Ms. Pillay acknowledged that the post-2015 Millennium Development Goals (MDG) need to be based on human rights approach and highlights the importance of the universal right to education. Luís Brites Pereira said that the mainstreaming of human rights should be included in the drafting of post-2015 development agenda. He also specified that poverty eradication and inclusive economic growth are central to the promotion of human rights all over the world.
Sheikha Moza bint Nasser also said that right to education, tolerance and equality are indispensable for human development in the view of the post-2015 MDG. A similar concept was expressed by Amina J. Mohammed, who remarked that eradicating extreme poverty and guaranteeing rights to health and education services are crucial for development.

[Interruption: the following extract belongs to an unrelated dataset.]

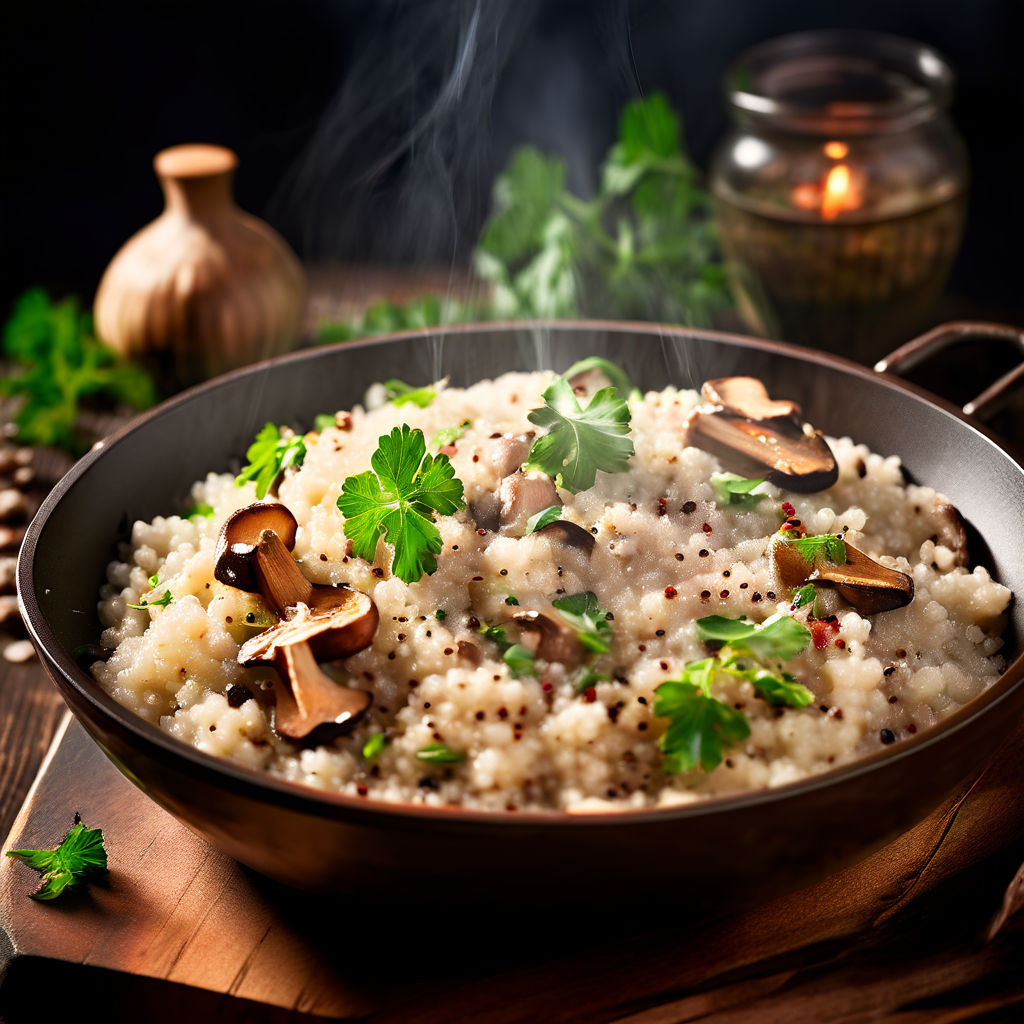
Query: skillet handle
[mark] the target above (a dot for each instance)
(914, 352)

Margaret Chan, argued that education lifted the status of women, and that universal healthcare is crucial to achieving the Millennium Development Goals while Rebeca Grynspan said that human rights based approaches were essential to cope with growing inequalities. Finally, Yoka Brandt concluded that access to education should be included as  priority in the post-2015 development agenda.
During the interactive dialogue many delegations emphasized the importance of high-quality education for the full implementation and enjoyment of human rights and for sustainable development. Member States agreed that eradication of extreme poverty and access to healthcare and employment were fundamental and should be included in the post-2015 development agenda.